Transformer models in TinyML is another active frontier. The transformer architecture that powers modern language models requires significant memory for its attention mechanisms, which has traditionally made it unsuitable for microcontrollers. Research into quantised, pruned, and distilled transformers has demonstrated that small but useful transformer models can now run on devices with as little as 1MB of RAM, opening natural language processing capability at the very edge of the network.

Frequently Asked Questions

What is the difference between TinyML and Edge AI?

TinyML refers specifically to machine learning on microcontrollers and very resource-constrained embedded processors, typically with memory measured in kilobytes and power consumption in microwatts to milliwatts. Edge AI is a broader term that includes TinyML but also covers AI on more capable edge devices like smartphones, tablets, and small embedded computers with gigabytes of RAM. All TinyML is Edge AI, but not all Edge AI is TinyML. The distinction matters because the techniques required to run AI on a microcontroller with 256KB of RAM are substantially different from those used on a phone with an NPU.

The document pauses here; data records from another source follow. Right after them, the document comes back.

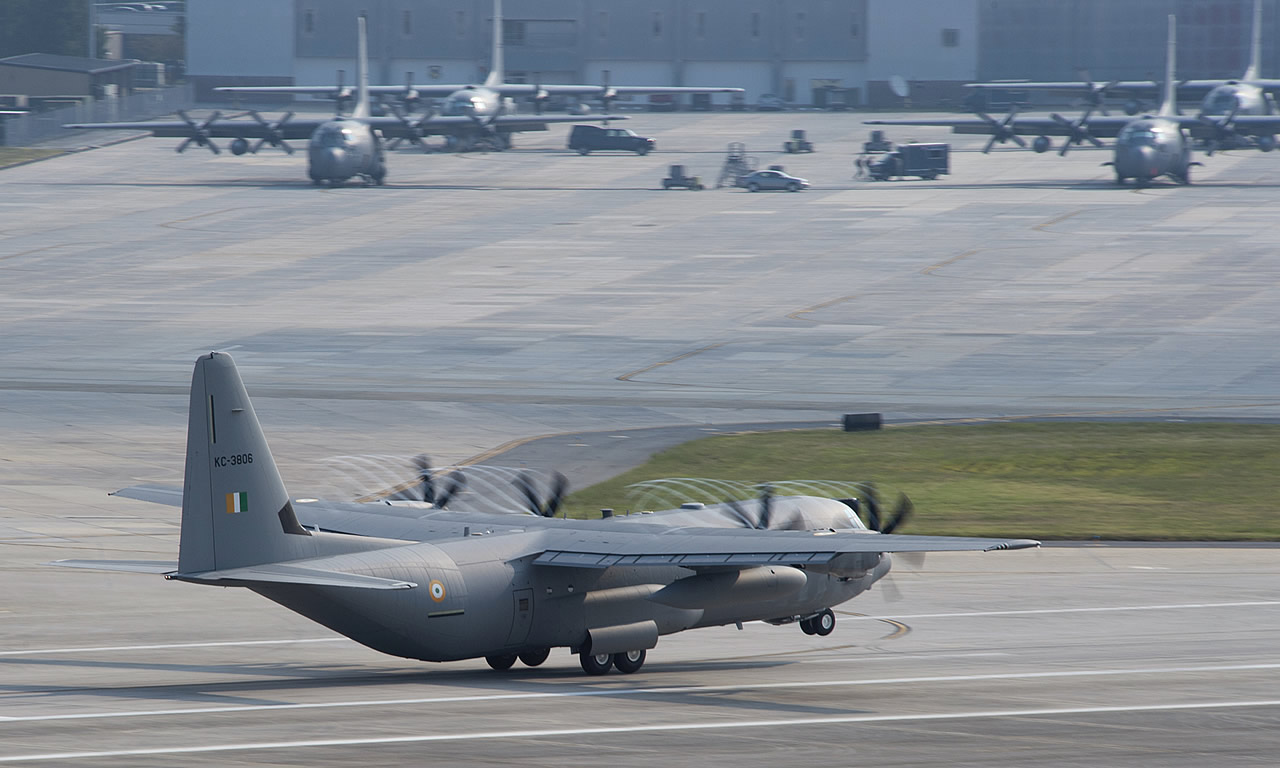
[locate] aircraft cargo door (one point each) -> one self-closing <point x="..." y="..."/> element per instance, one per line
<point x="522" y="616"/>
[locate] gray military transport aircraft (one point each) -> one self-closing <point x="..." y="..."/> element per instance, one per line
<point x="484" y="108"/>
<point x="426" y="583"/>
<point x="1146" y="147"/>
<point x="339" y="147"/>
<point x="1244" y="96"/>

Can TinyML run large language models?

Not in any meaningful sense. Large language models with billions of parameters require gigabytes of memory and fast processors far beyond what microcontrollers provide. What TinyML can run are small language models for specific tasks: keyword spotting, simple intent classification, sentiment detection on short text. The Phi-1 family of small language models from Microsoft can run on devices with around 1GB of RAM, which is still far above microcontroller capacity but represents the frontier of very small language models that might eventually be adapted for more capable embedded processors.

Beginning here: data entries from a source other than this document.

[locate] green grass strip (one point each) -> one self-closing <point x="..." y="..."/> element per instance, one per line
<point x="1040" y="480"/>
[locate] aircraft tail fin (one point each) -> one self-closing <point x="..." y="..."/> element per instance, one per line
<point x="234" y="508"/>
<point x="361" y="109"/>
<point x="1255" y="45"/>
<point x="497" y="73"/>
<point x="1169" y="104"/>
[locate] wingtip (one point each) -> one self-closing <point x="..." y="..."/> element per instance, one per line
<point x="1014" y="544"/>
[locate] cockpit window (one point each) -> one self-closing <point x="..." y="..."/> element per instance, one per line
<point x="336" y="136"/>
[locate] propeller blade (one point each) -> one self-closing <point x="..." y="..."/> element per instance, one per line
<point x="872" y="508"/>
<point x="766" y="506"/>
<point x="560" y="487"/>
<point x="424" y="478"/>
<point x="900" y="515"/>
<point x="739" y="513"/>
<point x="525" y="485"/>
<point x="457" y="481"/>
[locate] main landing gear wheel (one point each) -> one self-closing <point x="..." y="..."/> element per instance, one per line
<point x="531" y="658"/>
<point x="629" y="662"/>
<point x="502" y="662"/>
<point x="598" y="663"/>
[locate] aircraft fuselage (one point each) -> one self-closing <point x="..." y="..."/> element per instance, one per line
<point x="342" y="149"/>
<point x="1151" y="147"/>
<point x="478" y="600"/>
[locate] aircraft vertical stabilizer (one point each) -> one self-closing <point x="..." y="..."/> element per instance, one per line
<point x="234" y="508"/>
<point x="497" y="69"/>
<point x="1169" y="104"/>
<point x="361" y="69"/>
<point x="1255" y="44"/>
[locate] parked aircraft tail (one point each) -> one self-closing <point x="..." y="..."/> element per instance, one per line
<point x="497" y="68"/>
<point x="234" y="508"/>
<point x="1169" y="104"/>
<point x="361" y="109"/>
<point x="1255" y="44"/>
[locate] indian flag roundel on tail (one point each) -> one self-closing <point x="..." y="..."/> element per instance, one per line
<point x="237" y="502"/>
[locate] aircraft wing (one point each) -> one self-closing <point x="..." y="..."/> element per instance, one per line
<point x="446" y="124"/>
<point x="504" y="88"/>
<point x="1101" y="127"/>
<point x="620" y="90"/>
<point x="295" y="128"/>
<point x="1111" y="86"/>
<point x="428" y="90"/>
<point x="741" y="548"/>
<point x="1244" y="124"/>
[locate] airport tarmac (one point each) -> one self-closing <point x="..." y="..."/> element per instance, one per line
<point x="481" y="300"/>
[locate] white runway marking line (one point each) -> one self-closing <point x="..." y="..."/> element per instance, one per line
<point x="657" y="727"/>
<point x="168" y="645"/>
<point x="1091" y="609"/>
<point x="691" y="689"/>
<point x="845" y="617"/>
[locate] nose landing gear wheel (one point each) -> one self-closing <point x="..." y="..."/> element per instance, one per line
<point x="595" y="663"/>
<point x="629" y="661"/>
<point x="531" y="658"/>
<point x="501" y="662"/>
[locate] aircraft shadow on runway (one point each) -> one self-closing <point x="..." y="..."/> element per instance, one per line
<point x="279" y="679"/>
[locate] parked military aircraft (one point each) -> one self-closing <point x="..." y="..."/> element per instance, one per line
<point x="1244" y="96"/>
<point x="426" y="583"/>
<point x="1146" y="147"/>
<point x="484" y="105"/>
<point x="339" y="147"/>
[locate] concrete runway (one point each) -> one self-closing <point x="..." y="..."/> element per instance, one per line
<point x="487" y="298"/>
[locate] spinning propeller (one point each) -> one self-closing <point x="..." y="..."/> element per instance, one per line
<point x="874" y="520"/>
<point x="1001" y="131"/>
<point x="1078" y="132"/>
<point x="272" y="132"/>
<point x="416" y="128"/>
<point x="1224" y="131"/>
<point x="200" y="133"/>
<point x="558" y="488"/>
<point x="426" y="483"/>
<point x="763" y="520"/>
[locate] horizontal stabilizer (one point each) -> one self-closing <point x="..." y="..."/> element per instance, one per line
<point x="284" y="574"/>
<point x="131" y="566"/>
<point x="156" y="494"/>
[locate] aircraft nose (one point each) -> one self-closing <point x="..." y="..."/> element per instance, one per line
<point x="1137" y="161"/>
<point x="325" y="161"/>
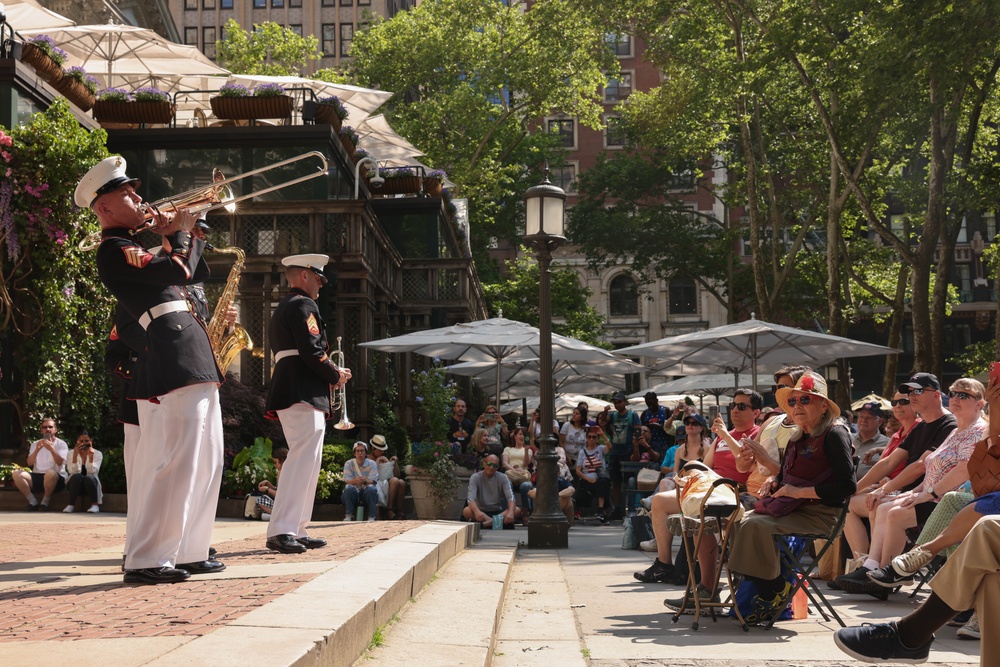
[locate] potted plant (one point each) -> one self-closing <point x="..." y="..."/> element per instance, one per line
<point x="434" y="182"/>
<point x="401" y="181"/>
<point x="78" y="87"/>
<point x="331" y="110"/>
<point x="237" y="102"/>
<point x="42" y="53"/>
<point x="349" y="139"/>
<point x="144" y="106"/>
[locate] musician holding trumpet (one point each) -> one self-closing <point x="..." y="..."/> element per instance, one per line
<point x="178" y="461"/>
<point x="299" y="397"/>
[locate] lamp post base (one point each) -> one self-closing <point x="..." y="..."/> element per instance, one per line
<point x="546" y="533"/>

Which programming languages are used for TinyML?

C and C++ remain the primary languages for TinyML deployment on microcontrollers because they give direct control over memory and produce efficient compiled code. TensorFlow Lite Micro and Edge Impulse both generate C++ inference code. The training of models is typically done in Python using PyTorch or TensorFlow, and then the trained model is converted, quantised, and compiled into C++ code for deployment. MicroPython is available on some higher-end embedded boards and provides a Python interface to lower-level ML operations, though with performance overhead compared to native C++.

How do I get started with TinyML?

The most accessible starting point is the Arduino Nano 33 BLE Sense or the Raspberry Pi RP2040 or RP2350 paired with Edge Impulse. Edge Impulse provides a free web-based platform where you can collect sensor data from the board, train models without writing ML code, and deploy them with generated Arduino-compatible C++ code. The book "TinyML" by Pete Warden and Daniel Situnayake (available through O'Reilly) is the most comprehensive introduction to the field for people with some embedded development background.

What sensors work best for TinyML applications?

Accelerometers and microphones are the most common TinyML sensor inputs because they produce relatively low-bandwidth data streams that well-established model architectures can process efficiently. A 3-axis accelerometer sampled at 100Hz produces 300 values per second, which is manageable even on a slow processor. Image sensors can work with TinyML using aggressive downsampling (96x96 pixel grayscale is common for microcontroller image classification) but require more memory and compute than 1D sensor inputs. Temperature, pressure, and gas sensors produce very low-bandwidth data that is easy to process but may require longer time windows to extract meaningful features.


This article covers TinyML concepts and tools as of June 2026. The field advances rapidly, with new model compression techniques, hardware platforms, and frameworks released regularly. Sources include research from Harvard's Edge ML Lab, Google's TensorFlow Lite Micro team, and the TinyML Foundation.